By Chris Dieterich 

U.S. stocks fell to session lows on Thursday after lackluster U.S. economic reports combined with concerns about rising oil prices.

The Dow Jones Industrial Average dropped 109 points, or 0.7%, to 16733, near the session low in mid-afternoon trading.

The S&P 500 index fell 15 points, or 0.8%, to 1929 and the Nasdaq Composite Index lost 34 points, or 0.5%, to 4297.

Energy was the lone sector in the S&P 500 to notch gains as increased violence in Iraq sparked a surge in oil prices. Crude-oil futures rallied 1.5% to $106.00 a barrel, a level not seen since last year.

Shares of fuel-price-sensitive airline stocks fell sharply, with the NYSE Arca Airline Index slumping 3.4%. Delta Air Lines was the worst performer on the S&P 500, down 5.9%, while Southwest Airlines fell 5.2%.

Stocks moved steadily lower as a string of news reports showed that Iraq is moving closer to an all-out sectarian conflict.

"The headlines make people a little bit nervous, but we're not seeing anything that would resemble a panic," said Ian Winer, director of equity trading at Wedbush Securities.

Stocks started their decline on Wednesday following four-straight record highs for the Dow. The benchmark's 102-point drop was its biggest one-day skid in over three weeks. Traders blamed a confluence of political and economic concerns. The World Bank cut its 2014 global growth target and key House Republican suffered a surprise defeat.

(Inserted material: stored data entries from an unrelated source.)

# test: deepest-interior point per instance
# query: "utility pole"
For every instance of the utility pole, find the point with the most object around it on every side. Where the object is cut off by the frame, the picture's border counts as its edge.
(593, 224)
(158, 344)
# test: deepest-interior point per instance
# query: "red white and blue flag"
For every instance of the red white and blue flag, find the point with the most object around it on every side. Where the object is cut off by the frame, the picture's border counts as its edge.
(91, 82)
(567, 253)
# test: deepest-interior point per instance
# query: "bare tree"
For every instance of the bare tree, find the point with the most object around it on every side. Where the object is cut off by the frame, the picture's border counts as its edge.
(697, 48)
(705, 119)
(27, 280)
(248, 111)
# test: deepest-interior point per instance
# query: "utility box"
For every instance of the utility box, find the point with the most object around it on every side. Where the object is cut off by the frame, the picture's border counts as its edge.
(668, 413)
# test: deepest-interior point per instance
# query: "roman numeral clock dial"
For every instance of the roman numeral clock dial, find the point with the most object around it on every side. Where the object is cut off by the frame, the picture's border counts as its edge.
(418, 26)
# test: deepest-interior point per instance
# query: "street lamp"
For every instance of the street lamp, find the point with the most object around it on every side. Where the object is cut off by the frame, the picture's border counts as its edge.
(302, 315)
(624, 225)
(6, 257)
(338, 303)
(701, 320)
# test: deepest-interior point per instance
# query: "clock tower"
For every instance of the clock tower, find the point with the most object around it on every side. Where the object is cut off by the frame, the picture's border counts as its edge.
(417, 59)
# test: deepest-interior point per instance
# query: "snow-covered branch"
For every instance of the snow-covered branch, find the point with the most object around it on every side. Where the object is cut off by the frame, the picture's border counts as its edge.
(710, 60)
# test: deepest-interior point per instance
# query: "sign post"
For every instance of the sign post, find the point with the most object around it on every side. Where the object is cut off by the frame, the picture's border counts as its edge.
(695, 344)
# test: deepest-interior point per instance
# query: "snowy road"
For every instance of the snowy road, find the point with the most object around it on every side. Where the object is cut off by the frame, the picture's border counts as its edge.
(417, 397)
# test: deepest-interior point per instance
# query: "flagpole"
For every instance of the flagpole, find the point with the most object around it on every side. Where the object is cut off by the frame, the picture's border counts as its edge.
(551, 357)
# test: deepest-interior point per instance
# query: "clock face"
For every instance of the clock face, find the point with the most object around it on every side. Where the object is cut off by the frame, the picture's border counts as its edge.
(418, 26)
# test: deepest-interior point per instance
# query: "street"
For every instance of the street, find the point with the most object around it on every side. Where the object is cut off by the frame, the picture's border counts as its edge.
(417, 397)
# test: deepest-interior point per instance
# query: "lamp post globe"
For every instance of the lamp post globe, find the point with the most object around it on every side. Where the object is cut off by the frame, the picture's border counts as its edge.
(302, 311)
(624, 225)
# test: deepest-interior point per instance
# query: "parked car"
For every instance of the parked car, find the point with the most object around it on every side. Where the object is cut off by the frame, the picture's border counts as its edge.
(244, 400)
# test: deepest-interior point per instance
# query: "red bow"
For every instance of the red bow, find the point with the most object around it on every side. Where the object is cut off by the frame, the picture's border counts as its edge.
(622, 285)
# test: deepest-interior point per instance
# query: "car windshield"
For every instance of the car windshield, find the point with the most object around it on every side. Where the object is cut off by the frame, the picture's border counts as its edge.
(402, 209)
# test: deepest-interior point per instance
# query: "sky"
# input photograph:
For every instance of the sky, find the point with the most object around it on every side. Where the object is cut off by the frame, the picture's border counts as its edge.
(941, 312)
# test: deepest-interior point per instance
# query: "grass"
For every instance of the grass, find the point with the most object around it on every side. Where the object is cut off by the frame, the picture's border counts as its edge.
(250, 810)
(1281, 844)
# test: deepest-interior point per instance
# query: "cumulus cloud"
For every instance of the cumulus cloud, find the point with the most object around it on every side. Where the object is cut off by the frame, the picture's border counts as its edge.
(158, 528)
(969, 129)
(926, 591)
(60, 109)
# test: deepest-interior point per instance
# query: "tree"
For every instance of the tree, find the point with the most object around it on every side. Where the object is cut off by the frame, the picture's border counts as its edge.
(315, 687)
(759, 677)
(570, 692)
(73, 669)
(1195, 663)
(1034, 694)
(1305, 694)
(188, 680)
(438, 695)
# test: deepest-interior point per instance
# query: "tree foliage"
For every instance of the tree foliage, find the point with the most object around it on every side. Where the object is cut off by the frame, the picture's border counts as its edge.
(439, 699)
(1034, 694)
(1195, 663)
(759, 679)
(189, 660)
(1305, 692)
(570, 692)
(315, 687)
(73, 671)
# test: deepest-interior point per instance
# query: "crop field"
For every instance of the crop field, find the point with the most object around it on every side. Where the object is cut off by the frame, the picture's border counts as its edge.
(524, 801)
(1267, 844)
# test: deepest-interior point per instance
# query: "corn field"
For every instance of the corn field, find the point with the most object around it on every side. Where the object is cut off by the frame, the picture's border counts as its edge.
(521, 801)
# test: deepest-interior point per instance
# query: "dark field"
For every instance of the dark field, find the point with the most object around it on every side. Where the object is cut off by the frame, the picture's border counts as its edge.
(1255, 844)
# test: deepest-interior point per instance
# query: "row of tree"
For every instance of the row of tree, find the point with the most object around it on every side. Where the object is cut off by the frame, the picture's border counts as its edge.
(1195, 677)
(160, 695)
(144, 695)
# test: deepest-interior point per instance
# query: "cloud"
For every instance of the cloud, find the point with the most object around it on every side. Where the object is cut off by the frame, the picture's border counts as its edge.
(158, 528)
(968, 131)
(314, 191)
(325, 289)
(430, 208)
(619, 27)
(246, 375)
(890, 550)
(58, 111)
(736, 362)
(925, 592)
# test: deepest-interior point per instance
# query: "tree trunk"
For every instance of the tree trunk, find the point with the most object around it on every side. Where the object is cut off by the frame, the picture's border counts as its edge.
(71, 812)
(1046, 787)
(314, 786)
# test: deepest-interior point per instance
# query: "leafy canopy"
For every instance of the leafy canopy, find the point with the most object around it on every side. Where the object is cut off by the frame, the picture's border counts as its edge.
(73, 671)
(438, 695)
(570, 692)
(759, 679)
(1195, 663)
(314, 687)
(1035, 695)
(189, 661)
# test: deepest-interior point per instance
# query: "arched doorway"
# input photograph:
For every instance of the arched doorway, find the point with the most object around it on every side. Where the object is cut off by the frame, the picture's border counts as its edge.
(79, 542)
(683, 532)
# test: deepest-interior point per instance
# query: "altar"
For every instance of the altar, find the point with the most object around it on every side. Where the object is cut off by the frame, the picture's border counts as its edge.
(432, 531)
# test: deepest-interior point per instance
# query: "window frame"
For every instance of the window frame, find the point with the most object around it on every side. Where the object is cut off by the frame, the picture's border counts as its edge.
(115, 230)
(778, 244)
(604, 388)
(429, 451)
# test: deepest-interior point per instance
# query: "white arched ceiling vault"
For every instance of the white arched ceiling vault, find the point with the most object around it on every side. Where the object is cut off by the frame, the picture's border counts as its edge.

On Thursday, economic reports did little to rekindle investor enthusiasm. Retail sales for May increased 0.3% from the previous month, short of expectations for a 0.7% rise. Excluding autos, sales grew 0.1%, versus forecasts of 0.4% growth. Separately, initial claims for jobless benefits edged up 4,000 to 317,000 in the latest week, topping estimates of 310,000.

"It's been a slow recovery with fits and starts," said Lawrence Creatura, a small-cap fund portfolio manager at Federated Investors, which oversees $366 billion. Still, Mr. Creatura has been buying shares of retail and energy companies on the view that the outlook for growth is steadily improving.

Paul Nolte, portfolio manager at Chicago's Kingsview Asset Management, wasn't making any portfolio changes this week based on political and economic developments. He said the U.S. economy is on the upswing and that the Federal Reserve remains committed to its low interest rate policy even as it dials back monthly stimulus efforts.

"It has been a little harder to put money to work because valuations are stretched," he said. A pullback from all-time highs would present "an opportunity to add to some of our holdings," he said, specifically in energy shares.

The yield on the 10-year Treasury note slipped to 2.582%, after settling at a one-month high of 2.642% late Wednesday. Gold futures gained 1% to $1,273.60 a troy ounce. The dollar slipped against the yen and the euro.

The Stoxx Europe 600 gained less than 0.1%. Industrial production in the euro zone increased more than expected in April.

Asian markets were mostly lower. Japan's Nikkei Stock Average fell 0.6% and China's Shanghai Composite lost 0.2%.

In corporate news, Lululemon Athletica slid 16% after the yoga gear maker provided a fiscal-second-quarter earnings and revenue outlook that was below current analyst projections and lowered its full-year outlook. The company also said its chief financial officer, John Currie, plans to retire at the end of the fiscal year. Lululemon unveiled a $450 million stock buyback program.

Dow component Intel slipped 0.3% after the European Union upheld its fine of about $1.43 billion against the semiconductor firm for abusing its dominant position in the microprocessor market.

Restoration Hardware rallied 13% after the home-furnishings retailer reported late Wednesday fiscal-first-quarter adjusted earnings and revenue that rose above analyst estimates and raised its full-year outlook.